Although the formation of a new Government and the peaceful transition of presidential power in May 2022 brought some level of political stability, the security situation in Somalia remains extremely volatile.
In addition to ongoing political and inter-clan tensions, the recent escalation of the military offensive against Al-Shabaab has resulted in significant humanitarian impacts including increased displacement and reprisal attacks. Overall, it is expected that up to 450,000 additional civilians will be displaced due to conflict in 2023. Protection concerns include widespread forced family separation, indiscriminate attacks against civilians, freedom of movement restrictions, forced recruitment, abductions and destruction of civilian.

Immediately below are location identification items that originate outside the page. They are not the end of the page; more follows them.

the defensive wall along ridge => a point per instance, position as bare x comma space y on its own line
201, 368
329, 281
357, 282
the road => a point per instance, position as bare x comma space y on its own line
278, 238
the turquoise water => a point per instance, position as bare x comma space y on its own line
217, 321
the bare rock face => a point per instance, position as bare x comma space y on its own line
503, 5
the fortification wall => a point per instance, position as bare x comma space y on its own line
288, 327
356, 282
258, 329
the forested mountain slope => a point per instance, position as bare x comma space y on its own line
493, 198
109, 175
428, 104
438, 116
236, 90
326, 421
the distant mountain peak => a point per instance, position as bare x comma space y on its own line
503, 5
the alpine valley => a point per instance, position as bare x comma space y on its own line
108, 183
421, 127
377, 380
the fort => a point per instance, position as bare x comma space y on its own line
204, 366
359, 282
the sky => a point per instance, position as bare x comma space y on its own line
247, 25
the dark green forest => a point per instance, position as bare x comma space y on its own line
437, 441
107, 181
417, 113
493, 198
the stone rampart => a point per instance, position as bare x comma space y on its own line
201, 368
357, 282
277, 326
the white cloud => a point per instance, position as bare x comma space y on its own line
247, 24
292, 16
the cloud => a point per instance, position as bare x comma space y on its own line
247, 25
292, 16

Mortality in famine is often driven by disease which overwhelms a weakened immune system.
Somalia is experiencing epidemic outbreaks with a measles outbreak that resulted in significant deaths as well as an uptick in cholera. The high epidemic risks are attributed to low vaccination coverage, poor WASH coverage, a shortage of functional health facilities, low capacity for surveillance and rapid response to alerts. Increasing food insecurity and declining water availability and quality have led to outbreaks of acute watery diarrhea (AWD) and cholera in many parts of the country. As of December 2022, 13,430 cumulative suspected AWD cases and 73 deaths were reported. Similarly, more than 16,000 cumulative suspected cases of measles were reported, 77 per cent among children below five years of age.
The lives and livelihoods of the most vulnerable and marginalized people have been irreversibly harmed and last-resort coping mechanisms have been exhausted.
According to the World Bank, overall inflation is projected at above nine per cent with food inflation reaching 17.5 per cent which increases the pressure on households. High food prices disproportionately affect poor households including internally displaced people (IDPs) and exacerbate inequality.